Autograph correspondence (10 letters & 3 postcards) signed, 45 pages (partly both sides) on 26 sheets, in different sizes - from 3,75 x 5,5 inch (postcards) to 8,5 x 11 inch (largest letters), inter alia Hirschberg/Berlin, 1915-1934, in German, rich correspondence with Lieutenant General Friedrich Gontard (1861-1931), an old friend who worked together in the 1st Army Corps - in addition to the regular extensive exchange of information on the current family relationships of the two generals, there are numerous historically significant references to current military-political events, especially in the early letters, some of the documents written `from the field` from the time of the First World War, written and signed in dark ink, mostly with toning, the letters with letter folds, and some of them with small tears to the edges - overall in fine to very fine condition.
The first document, a field postcard from the High Command of the 1st Army, dated January 4, 1915, dates from the time when Kluck was still in command of the 1st Army.

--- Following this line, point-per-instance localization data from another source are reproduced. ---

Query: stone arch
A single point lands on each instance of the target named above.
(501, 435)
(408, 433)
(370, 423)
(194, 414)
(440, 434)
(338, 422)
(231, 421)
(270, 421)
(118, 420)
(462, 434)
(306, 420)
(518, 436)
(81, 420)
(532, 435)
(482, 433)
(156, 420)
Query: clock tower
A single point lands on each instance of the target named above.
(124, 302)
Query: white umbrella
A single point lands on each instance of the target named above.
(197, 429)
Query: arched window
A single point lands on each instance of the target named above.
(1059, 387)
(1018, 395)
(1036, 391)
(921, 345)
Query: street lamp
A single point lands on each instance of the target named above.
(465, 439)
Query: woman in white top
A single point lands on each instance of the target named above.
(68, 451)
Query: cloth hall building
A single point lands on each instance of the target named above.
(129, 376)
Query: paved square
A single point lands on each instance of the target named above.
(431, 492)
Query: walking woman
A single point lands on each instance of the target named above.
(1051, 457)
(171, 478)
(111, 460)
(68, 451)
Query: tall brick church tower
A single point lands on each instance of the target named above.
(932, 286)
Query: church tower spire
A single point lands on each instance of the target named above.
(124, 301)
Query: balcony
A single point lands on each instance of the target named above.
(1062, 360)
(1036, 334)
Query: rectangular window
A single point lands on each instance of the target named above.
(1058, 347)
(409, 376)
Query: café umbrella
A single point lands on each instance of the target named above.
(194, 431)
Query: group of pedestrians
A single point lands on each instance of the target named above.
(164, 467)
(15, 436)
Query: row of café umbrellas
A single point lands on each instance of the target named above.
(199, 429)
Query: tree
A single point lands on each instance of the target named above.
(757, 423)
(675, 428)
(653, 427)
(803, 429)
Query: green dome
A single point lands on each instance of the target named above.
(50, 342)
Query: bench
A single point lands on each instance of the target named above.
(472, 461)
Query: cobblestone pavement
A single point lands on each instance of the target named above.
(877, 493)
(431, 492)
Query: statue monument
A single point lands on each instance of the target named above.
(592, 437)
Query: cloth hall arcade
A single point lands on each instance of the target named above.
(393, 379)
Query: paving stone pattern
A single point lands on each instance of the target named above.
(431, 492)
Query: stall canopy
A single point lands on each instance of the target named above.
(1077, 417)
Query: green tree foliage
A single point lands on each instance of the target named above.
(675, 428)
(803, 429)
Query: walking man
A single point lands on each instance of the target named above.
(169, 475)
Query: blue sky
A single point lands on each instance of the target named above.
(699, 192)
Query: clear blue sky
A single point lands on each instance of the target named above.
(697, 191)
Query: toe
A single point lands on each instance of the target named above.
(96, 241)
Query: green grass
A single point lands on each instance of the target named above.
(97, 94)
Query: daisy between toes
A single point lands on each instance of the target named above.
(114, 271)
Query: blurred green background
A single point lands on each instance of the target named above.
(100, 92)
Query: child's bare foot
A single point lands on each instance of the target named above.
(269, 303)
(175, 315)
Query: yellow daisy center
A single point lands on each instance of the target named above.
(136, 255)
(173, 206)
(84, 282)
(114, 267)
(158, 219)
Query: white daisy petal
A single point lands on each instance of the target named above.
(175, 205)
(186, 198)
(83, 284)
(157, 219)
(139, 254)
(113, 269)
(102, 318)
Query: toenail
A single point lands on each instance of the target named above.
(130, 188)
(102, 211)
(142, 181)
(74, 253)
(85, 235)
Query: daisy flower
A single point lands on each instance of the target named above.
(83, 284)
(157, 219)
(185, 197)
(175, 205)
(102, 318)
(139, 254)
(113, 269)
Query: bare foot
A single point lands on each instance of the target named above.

The following March he was so badly wounded that he had to permanently surrender his command the following year. In Kluck's letter of June 1916, however, he also writes that his lungs, which had been injured by a bullet, have now completely healed. He also comments on the trench warfare on the Aisne, the Battle of Soissons and the terrain around Verdun, which he is well aware of - the Battle of Verdun lasted from February to December 1916 and was one of the most important of the First World War. A very optimistic letter from May 1918 underscores Gontard's successes with the XIV Army Corps and the serious losses of material among the British. Certainly the most interesting letter in the bundle comes from January 1919, in which Kluck - under the direct impression of the peace agreement reached two months earlier - takes a detailed position on the military situation in the final phase of the war and criticizes the `fundamentally wrong strategy of the Supreme Army Command` (translated) and accordingly speaks out about Hindenburg and Ludendorff. The later letters testify above all to the state of health and the family circumstances of the aging military.